March 30th 2020
Why we're all getting dry, itchy sore eyes right now
July 20th 2020 / 0 comment
From face mask-wearing to hayfever flare-ups, eczema, aircon and Zoom, life really does have it in for our eyes. Here are all the remedies you need
Ahh summer, the endless hazy months of sunshine and fruit salads - and itchy eyes. That unique blend of hayfever, sun, sweat and dry eyes thanks to flying and office air-con can provoke a Molotov cocktail of symptoms including eczema flare-ups, redness and stinging. Now 2020 has brought a new set of eye challenges to deal with: face masks and staring at Zoom for hours on end are making our peepers even more prone to irritation.

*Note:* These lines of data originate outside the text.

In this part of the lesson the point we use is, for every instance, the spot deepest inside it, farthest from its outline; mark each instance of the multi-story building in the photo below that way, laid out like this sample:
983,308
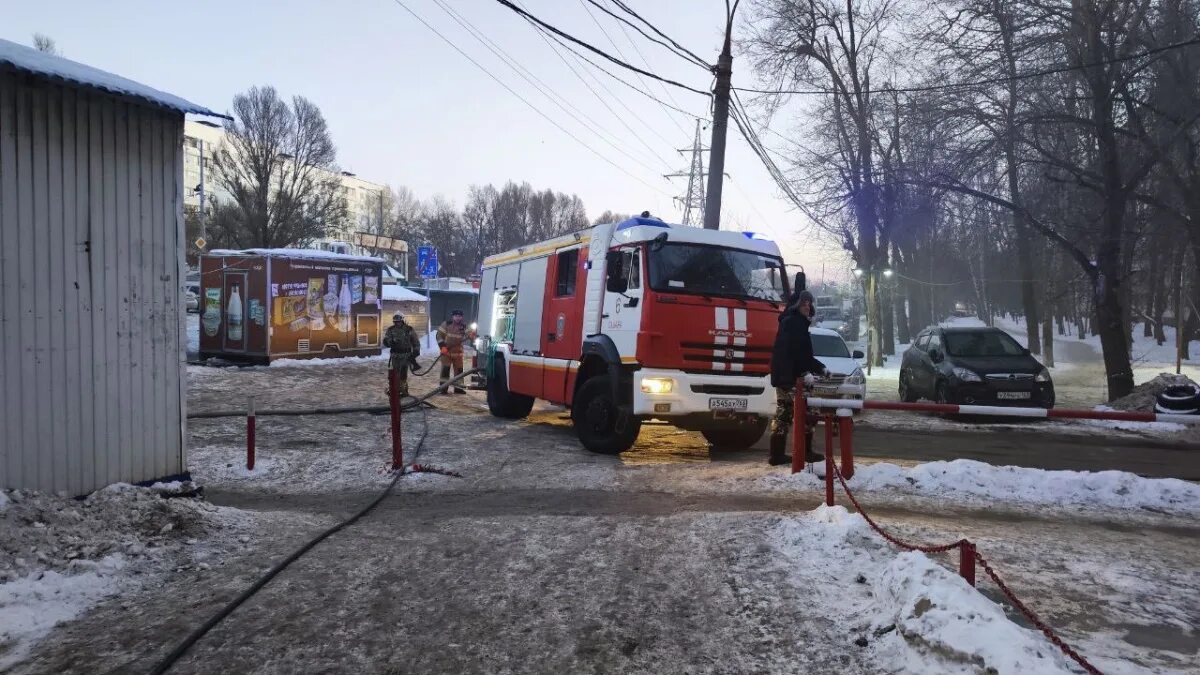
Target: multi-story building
364,199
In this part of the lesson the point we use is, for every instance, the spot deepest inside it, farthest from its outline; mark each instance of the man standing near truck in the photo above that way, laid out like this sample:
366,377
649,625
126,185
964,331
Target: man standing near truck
451,335
792,359
401,339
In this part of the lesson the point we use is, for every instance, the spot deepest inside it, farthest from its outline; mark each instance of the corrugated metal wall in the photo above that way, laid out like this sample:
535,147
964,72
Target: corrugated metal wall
91,387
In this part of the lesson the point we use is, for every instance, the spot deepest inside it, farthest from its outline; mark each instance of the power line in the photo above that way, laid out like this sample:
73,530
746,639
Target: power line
652,27
549,39
523,100
610,73
743,123
535,21
546,89
647,64
687,55
988,81
611,41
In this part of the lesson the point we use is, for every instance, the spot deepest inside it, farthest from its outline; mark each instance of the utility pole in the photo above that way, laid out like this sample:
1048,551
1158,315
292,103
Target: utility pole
720,124
693,202
203,220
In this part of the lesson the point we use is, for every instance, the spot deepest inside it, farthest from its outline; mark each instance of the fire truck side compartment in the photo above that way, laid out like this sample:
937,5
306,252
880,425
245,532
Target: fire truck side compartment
531,297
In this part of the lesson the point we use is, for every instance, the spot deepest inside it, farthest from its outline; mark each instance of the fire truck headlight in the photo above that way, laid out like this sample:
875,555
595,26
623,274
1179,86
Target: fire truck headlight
658,386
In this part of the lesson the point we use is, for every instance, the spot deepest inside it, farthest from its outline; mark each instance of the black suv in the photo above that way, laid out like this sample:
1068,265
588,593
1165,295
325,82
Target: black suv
973,366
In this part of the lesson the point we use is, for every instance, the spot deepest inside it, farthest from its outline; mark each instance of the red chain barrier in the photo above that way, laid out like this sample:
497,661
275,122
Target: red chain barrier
969,553
397,453
427,469
900,543
1035,620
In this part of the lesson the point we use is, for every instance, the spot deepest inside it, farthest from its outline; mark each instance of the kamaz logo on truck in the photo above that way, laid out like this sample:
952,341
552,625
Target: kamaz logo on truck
719,333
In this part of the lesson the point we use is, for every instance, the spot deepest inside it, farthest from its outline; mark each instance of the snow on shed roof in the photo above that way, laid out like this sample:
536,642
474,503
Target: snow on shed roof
399,293
48,65
295,254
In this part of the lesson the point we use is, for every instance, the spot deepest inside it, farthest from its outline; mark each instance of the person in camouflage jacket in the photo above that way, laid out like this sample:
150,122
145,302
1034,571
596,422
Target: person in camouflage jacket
401,339
451,335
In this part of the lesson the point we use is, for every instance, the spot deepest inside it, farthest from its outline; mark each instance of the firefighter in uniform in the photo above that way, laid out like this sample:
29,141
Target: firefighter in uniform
451,335
792,359
401,339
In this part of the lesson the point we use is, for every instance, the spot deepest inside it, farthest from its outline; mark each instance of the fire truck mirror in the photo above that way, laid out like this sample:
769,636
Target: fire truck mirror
616,275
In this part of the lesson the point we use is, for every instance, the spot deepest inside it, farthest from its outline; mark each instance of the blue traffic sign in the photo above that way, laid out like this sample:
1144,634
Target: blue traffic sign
427,262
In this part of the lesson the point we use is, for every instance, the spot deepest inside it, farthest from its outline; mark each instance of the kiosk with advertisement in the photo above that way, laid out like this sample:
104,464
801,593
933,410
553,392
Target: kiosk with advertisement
261,305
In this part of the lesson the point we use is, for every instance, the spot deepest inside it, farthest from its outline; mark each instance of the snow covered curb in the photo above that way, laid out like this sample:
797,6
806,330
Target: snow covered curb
60,556
983,483
912,614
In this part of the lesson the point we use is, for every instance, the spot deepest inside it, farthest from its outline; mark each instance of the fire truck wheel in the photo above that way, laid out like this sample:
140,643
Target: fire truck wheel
502,402
739,438
599,422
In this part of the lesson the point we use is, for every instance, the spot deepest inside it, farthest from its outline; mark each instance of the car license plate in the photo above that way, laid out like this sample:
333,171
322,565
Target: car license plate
729,404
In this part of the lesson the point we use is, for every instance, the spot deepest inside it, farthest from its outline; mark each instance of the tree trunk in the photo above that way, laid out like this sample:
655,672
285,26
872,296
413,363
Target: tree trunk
901,312
873,322
1048,290
1159,302
888,318
1024,256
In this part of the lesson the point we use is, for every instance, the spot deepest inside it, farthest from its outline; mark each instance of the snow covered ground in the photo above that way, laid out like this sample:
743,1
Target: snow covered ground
61,556
909,611
967,482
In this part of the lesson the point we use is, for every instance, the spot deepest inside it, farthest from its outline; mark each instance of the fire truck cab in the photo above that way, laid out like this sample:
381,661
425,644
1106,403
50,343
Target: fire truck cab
631,321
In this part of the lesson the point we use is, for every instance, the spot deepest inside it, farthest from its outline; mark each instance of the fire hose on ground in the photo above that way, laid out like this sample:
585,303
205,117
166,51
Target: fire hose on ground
181,649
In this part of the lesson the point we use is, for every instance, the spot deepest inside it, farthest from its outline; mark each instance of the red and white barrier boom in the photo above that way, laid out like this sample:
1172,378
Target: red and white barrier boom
1005,411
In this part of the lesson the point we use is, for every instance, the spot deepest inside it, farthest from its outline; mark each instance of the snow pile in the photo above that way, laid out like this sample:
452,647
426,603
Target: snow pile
977,482
912,614
1144,395
937,617
33,605
59,556
328,362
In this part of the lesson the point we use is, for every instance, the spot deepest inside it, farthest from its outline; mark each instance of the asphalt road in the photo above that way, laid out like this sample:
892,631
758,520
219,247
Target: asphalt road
547,559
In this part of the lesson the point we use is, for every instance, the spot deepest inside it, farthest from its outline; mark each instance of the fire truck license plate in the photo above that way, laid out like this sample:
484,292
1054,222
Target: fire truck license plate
729,404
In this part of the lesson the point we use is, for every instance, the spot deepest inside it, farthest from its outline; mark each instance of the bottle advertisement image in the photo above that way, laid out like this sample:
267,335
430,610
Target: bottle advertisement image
234,316
262,308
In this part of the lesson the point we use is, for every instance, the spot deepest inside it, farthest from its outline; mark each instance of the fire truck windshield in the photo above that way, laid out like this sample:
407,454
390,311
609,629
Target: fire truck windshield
712,270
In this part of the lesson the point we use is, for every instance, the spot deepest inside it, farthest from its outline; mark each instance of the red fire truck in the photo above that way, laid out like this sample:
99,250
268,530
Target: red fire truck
630,321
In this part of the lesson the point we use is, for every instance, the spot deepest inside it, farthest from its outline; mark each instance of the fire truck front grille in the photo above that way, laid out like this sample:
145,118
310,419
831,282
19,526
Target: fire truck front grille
711,357
726,389
709,346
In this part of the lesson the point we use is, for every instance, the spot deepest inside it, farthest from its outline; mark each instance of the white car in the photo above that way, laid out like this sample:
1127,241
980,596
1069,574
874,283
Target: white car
846,378
192,298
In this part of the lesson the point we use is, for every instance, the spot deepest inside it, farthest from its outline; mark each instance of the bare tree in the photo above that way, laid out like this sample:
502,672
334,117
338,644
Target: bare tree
277,162
838,46
46,45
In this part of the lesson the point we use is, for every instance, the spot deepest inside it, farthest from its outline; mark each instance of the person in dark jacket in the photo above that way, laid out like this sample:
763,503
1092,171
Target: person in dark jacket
792,359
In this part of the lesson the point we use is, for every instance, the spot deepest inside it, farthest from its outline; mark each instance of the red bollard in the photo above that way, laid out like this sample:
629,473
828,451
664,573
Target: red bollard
250,435
828,424
845,431
397,452
966,561
799,423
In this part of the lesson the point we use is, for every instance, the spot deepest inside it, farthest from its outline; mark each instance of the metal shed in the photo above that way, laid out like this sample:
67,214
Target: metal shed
91,260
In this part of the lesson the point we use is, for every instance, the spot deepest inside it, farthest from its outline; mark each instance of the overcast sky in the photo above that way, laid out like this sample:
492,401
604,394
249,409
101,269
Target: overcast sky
406,108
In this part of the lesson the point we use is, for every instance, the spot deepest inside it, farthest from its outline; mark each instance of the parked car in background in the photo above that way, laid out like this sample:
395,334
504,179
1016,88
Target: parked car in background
973,366
846,378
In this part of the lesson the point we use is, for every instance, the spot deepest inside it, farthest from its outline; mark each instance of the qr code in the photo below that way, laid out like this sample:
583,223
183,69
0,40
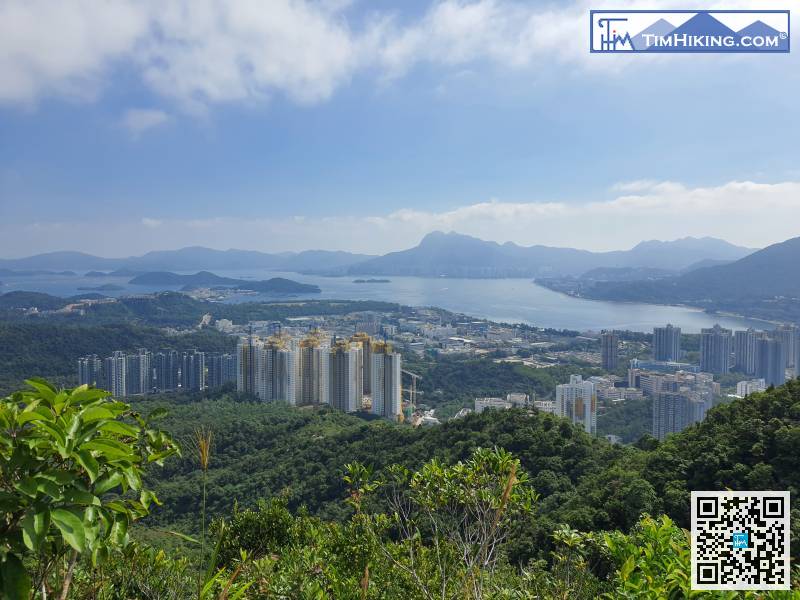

How do you get rid of itchy eyes and what are the best eye drops, sprays and creams for dry or sore eyes? Whatever your seasonal eye-sore, we're here to help.
Face masks and itchy eyes
Wearing a face mask is like sitting in a constant draft as far as your eyes are concerned. "When you breathe out while wearing a mask, most of the exhaled air escapes through the top of your mask," points out facialist Sarah Champman. "This means a constant stream of air is sent upwards, towards your eyes – this can dry them out and cause irritation. If you then rub your eyes, this will increase any sensitivity."
Gentle massage (see screens, below) can help reduce inflammation around the eyes, adds Sarah. A spritz of Optrex Acti Mist relieves itching and also restores the natural lipid layer helping protect the skin barrier around your eyes.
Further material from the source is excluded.